Although we have reached this conclusion, this is just one study and the results may only be indicative of this particular surname. I would be curious in knowing if others can replicate similar results in their studies.

Secondly, the greatest limitation on this study is the lack of the five additional markers offered by FTDNA. Four of these, DYS576, DYS570, CDY a, and CDY b are more likely to show differences. It is expected that when these markers are added, genetic distance will increase for several of the GeneTree participants. Two FTDNA participants had differences with CDY. Three of the FTNDA participants registered one marker differences from the modal result of 19 on DYS576.

What is interesting is that two ninth cousins, once removed had an exact match at 37 markers. The common ancestor for these two individuals was born in 1598. Each carried a mutation on DYS576 with 20 repeats. While on the surface it would seem that these two participants were “tightly related,” the mutations, however, were independent of each other and were not shared by closer relatives to either party: a second cousin of one of the participants and the fourth cousin, once removed of the other.

In addition, the second cousins had a GD=1 and the fourth cousins, once removed had an unusual GD=4. By FTDNA’s explanation, the ninth cousins, once removed appeared to be “very tightly related”; however, the fourth cousins, once removed would only be “probably related.”

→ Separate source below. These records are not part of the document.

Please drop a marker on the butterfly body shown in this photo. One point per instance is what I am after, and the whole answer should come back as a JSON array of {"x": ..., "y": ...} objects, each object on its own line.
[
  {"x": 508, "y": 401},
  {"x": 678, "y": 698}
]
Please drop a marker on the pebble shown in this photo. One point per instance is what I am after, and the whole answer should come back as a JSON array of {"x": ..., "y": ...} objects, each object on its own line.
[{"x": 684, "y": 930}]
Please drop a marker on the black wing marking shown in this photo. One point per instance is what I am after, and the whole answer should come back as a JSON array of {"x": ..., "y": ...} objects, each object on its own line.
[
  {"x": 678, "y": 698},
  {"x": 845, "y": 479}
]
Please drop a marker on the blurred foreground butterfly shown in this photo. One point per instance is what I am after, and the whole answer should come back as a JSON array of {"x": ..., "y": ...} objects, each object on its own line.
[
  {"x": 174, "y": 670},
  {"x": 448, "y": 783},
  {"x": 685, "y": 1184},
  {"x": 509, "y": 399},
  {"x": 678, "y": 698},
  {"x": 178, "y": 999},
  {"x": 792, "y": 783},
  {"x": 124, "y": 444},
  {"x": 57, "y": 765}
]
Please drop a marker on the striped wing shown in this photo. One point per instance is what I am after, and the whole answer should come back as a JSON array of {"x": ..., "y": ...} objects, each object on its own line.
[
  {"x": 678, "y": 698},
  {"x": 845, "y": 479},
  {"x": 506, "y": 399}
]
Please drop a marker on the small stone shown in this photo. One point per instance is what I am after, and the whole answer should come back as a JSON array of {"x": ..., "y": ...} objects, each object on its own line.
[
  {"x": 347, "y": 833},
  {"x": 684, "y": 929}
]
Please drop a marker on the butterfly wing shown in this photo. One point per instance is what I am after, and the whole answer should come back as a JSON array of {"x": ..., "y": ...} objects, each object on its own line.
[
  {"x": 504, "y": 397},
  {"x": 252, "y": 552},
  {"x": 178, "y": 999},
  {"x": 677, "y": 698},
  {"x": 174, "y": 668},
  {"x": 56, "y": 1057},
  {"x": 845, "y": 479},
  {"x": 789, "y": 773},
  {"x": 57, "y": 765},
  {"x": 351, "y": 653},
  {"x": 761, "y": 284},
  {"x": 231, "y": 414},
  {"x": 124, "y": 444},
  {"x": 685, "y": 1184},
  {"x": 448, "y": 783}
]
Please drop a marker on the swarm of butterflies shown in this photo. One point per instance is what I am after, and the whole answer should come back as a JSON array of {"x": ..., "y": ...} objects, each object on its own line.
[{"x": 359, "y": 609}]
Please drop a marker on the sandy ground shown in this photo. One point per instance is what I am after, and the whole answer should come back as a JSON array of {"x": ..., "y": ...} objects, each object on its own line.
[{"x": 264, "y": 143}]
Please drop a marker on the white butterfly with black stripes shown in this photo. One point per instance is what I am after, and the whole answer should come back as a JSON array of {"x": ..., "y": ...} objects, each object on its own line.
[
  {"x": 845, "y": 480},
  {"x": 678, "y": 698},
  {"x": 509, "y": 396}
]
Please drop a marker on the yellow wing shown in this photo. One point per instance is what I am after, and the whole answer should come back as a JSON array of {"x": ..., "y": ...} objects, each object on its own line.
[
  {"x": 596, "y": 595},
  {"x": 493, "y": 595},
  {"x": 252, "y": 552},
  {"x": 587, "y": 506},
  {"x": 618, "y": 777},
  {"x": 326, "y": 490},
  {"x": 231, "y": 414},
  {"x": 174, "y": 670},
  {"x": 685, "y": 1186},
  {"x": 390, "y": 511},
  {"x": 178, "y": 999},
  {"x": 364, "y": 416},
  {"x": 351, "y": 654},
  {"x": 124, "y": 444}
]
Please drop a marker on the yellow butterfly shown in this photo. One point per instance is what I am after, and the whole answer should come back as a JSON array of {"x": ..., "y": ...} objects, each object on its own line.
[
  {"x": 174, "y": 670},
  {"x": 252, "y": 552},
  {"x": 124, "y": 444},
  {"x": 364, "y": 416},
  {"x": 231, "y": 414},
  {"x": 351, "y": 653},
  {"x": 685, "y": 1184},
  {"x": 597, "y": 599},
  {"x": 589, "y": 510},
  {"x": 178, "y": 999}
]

While we may never know what causes the frequency of mutations on Short Tandem Repeats, the examination of studies where ancestries are documented may help us to better understand the role that genetic distance plays and be able to better understand relationship prediction.


Canada, R.A. (2011). If two men share a surname, how should the genetic distance at 37 Y-Chromosome STR markers be interpreted? Family Tree DNA.